In short, the purpose of Turing's "game," as of Maelzel's, is to deceive a human being into mistaking a machine for another human being. So how is Maelzel’s Chess Player any different from ChatGPT, Deep Blue, or Prime Video’s online “digital assistant”? As long as they succeed in getting a real, thinking human being to mistake them for another real, thinking human being, they are all the same. In 1836, Maelzel interposed a mechanical arm between a man inside a rectangular box and a Turkish puppet playing chess. In 1997, the designers of Deep Blue interposed "computational machinery" consisting of two circuit boards with 16 specially designed chess chips capable of processing 11.38 billion floating-point operations per second between themselves and Garry Kasparov. Had IBM not staged and publicized this version of the "imitation game" to toot their horn, Kasparov might have been fooled into thinking he was playing a grandmaster like himself.
Or maybe a precocious preteen from Murmansk.
In short, Turing has given an epistemological answer (how we can know) to what is, fundamentally, an ontological question: “What is thinking?” Or perhaps more specifically, “What is a thinking human being?”
You can see his sleight of hand unfolding right in front of you as he proceeds with his opening paragraph. Affirming the importance of beginning with “definitions of the meaning of the terms ‘machine’ and ‘think,’” he instead sets up a straw man by showing how “dangerous” and “absurd” it would be to ask ordinary people how they use these words, as in a “Gallup poll.”

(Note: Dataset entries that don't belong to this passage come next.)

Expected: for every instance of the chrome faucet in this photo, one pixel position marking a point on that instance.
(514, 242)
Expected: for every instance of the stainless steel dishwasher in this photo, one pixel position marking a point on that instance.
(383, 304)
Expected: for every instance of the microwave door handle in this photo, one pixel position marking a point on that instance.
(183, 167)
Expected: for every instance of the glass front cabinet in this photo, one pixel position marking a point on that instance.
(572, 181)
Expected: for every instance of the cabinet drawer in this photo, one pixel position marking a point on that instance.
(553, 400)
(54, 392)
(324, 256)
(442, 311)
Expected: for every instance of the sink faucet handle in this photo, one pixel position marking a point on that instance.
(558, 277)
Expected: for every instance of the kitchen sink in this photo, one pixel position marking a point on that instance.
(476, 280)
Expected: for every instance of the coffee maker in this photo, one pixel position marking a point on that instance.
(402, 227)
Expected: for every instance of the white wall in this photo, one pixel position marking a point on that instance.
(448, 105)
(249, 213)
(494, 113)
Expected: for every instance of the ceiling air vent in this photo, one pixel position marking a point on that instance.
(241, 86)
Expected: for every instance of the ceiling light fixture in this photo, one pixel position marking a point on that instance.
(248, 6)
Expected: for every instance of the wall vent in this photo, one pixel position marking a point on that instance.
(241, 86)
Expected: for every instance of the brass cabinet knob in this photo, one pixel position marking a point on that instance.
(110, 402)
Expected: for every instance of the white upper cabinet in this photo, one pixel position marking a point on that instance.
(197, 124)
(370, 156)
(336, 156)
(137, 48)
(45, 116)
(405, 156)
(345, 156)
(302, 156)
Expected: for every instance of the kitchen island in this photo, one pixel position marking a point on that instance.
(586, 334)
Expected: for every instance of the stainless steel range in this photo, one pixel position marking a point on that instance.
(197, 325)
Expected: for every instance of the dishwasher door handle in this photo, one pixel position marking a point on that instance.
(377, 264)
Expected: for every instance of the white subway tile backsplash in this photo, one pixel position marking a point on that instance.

“Dangerous” and “absurd” indeed! And no serious philosopher would propose doing so. Martin Heidigger, who spent most of his life thinking about thinking and made what many consider the most important contributions on the subject in the history of philosophy, got along very well without asking a single citizen of Freiburg how they’d define “machine” or “think.”
But instead of thinking about thinking, or machinery, Turing changes the subject. “I shall replace the question by another,” he blithely announces, “which is closely related to it and is expressed in relatively unambiguous words." This where he introduces "the imitation game."
“Closely” may count in darts, but not in philosophy or, for that matter, computer science. And in what universe can a game in which one person tries to deceive another by getting them to mistake a “computing machine” for another human being possibly tell us anything about whether that machine can in fact “think”?
As you can tell, I’m making an effort to manage my . . . well, not anger. Let’s say, my impatience.
We’ll return to this subject in a later “View,” but until then, I leave my readers with these questions to ponder.
Does AI ever have to “manage” its anger? Does it have any anger to manage?
Does AI ever get bored, or impatient, or frustrated?
Philip K. Dick famously asked, “Do androids dream of electric sheep?” We know they often “sleep.” Is that when they dream? If not then, when?
Can AI pretend? If so, does it know when it’s pretending?
Does AI ever have to overcome fear? If so, how does it succeed?
We know the latest versions of AI can learn. Is it ever curious? You know, not because someone asks it to find something out. I mean, just for fun?
I look forward to reading your answers on the “Comments” page.